Like I've said before, "Robin War"'s greatest strength as a crossover has been allowing different creators to tack on different angles of the same story, keeping the narrative moving forward while varying things up enough to keep us from getting bored. And the big x-factor in this issue has to be Spider-Man Noir alum Carmine Di Giandomenico on art. Di Giandomenico in many ways feels like a spiritual successor to Scott McDaniel, particularly with his lanky character designs and his eye for kinetic action. Just like you might have guessed from the cover, this issue's big set piece is a knock-down, drag-out brawl between Red Hood and Red Robin, and after seeing Di Giandomenico in action, I only wish it had gone on longer.
Watching Di Giandomenico work his magic on the various Bat-characters in this storyline, you can't help but notice a little bit of repetition, as well as a few contradictions from previous chapters of "Robin War." While Di Giandomenico's take on Grayson and Jim Gordon look superb, writer Lee Bermejo actually switches the characterization that Ray Fawkes utilized in Detective Comics, as Gordon winds up reading as much savvier than his super-spy comrade.
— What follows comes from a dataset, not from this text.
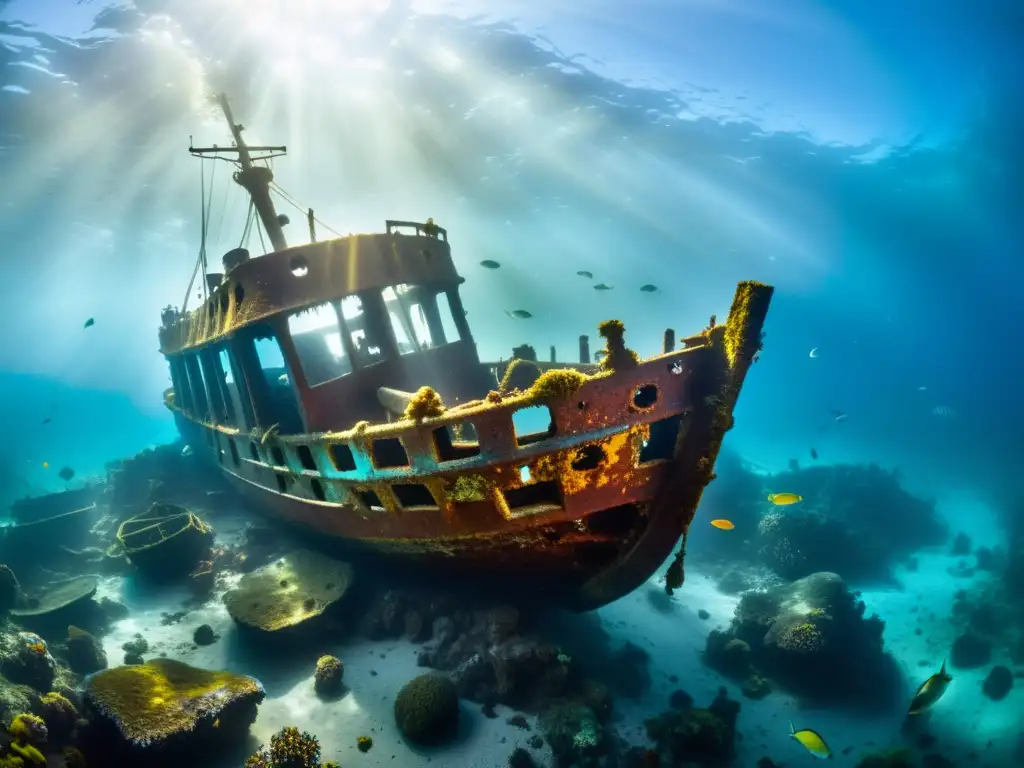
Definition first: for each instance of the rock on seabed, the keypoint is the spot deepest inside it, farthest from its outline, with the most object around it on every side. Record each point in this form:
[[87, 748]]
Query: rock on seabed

Additionally, Bermejo only progresses the overarching "Robin War" storyline incrementally, with all the various players only a step or two further than they were an issue ago.
If there's any one big problem with We Are Robin #7, it's that the main characters of the comic are by and large missing in action. While mastermind Duke Thomas narrates the majority of this issue, he and his band of ragtag teens don't actually do anything, leaving the grunt work to the professionals. Unfortunately, we're already at peak Robin saturation with Dick, Jason, Tim and Damian, and having Duke deliver some eye-rollers like "suppose I just didn't fully realize when I got into this, just how skilled you have to be" doesn't make We Are Robin fly as a concept. If these kids aren't going to be playing at the varsity level, as Damian Wayne calls it, we have to figure out another way for these kids not to come off as dopes in their own book.
While the main storyline of this book is simple and unvarnished, the art makes We Are Robin #7 a worthwhile read regardless. Carmine Di Giandomenico is a real catch for DC, and if they know what's good for them, they'll continue to throw high-profile work his way. We Are Robin #7 may not reinvent the wheel - or even this crossover - but it is a particularly stylish entry for an easily overlooked book.